A curious contradiction
This seems to be François Hollande, who is cleverly presenting himself as a "normal candidate" and campaigning hard to overcome inherited difficulties - such as that he comes from a Parti socialiste (PS) long sunk in factional strife and lacking either imagination or credible policies, and that he is an uninspiring speaker with no government experience and a reputation for inconsistency (thus the nickname "Flamby", after a brand of milky jelly).
But Hollande is going some way to compensate for these defects. He has published a detailed and moderate platform, the first social-democratic one in the history of a party long proud of its leftist roots, with no bold or too costly pledges voters know he could not fulfil in these dire times. "I don't want to come back to you within six months to tell you I can't fulfil my promises", he has said, looking resolute for the first time.
Yet Sarkozy and Hollande won't be allowed to dominate the race. A worrying factor is the irresistible rise of Marine Le Pen, who represents a more palatable (though this remains to be seen) version of far-right ideology, one distanced from her father's more or less open anti-semitism and admiration for the Third Reich.

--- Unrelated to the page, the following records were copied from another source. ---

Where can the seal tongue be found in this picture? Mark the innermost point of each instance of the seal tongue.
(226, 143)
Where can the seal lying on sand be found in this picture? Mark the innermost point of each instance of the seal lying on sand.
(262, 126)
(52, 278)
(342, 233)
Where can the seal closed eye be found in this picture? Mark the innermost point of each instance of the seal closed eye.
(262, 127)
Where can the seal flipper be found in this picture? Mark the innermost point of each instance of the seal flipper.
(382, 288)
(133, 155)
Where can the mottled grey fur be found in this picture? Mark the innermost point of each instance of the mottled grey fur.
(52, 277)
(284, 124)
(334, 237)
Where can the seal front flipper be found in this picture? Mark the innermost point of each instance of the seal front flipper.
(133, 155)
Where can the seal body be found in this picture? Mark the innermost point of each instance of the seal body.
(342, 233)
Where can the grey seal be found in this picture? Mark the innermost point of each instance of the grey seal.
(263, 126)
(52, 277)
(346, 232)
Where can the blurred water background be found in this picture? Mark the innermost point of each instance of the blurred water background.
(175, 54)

If Jean-Marie Le Pen was against the system, she wants to get inside it and achieve power. Her opposrtunity is the economic crisis, which she has allowed her to make inroads to voters of all classes with her anti-euro, anti-Europe, and anti-foreigner (i.e. non-white foreigner) platform. An IFOP poll for the communist daily L'Humanité shows her just behind Hollande among trade unionists and (a historic first) ahead among non-unionised workers. The FN is replacing the Communist Party (now at 2%-3%) as the vehicle of protest votes.

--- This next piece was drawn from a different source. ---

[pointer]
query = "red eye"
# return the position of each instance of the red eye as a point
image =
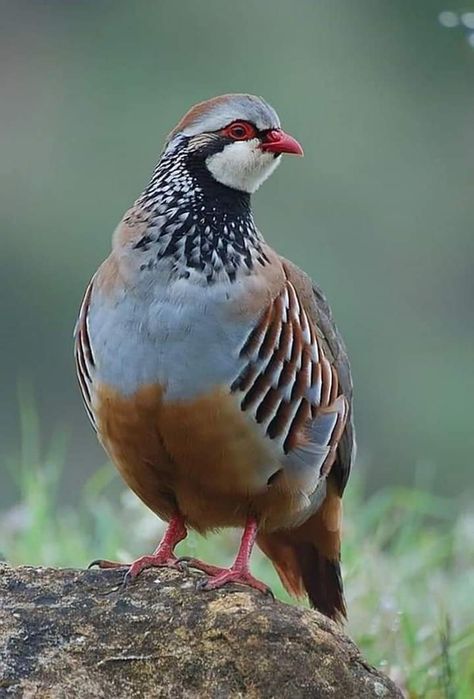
(240, 131)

It is also a negative rather than a positive choice. The French are deeply disappointed with politicians of all stripes. An Ipsos poll for the daily Libération finds only 22% considering that politicians feel bound by moral rules; a Cevipof poll for the weekly Le Point shows that 83% think politicians don't care about them.
This is a society far gloomier in 2012 even than in 2007, and French despair has (most analysts agree) been nurtured by President Sarkozy's policies and personality as much as by the severe crisis. In France's monarchical tradition, which has remained vivid, heads of state are expected to behave as such and to protect their citizens. Sarkozy has let them down with his egocentric, erratic and insensitive behaviour as well as by failing to keep his promises (even if, as former interior minister Charles Pasqua once said, "promises only bind those who listen to them", words still matter to the French - something Hollande acknowledges by referring to a "presidency of the word").
The most symptomatic finding on France's current mood, and perhaps an appropriate challenge to its discredited politicians in this election year (with legislative elections due on 10 June and 17 June 2012), may be a Gallup international survey in December 2011, which confirms the French to be the most pessimistic people in the world - "ahead" of Nigerians and Iraqis.
At the same time, their birth-rate of over 2% makes them the most prolific nation in Europe. What better sign of optimism can there be than making the most long-term, emotional and (for many) costly investment of all? Perhaps out of this curious French contradiction, the seed of much-needed political life can emerge.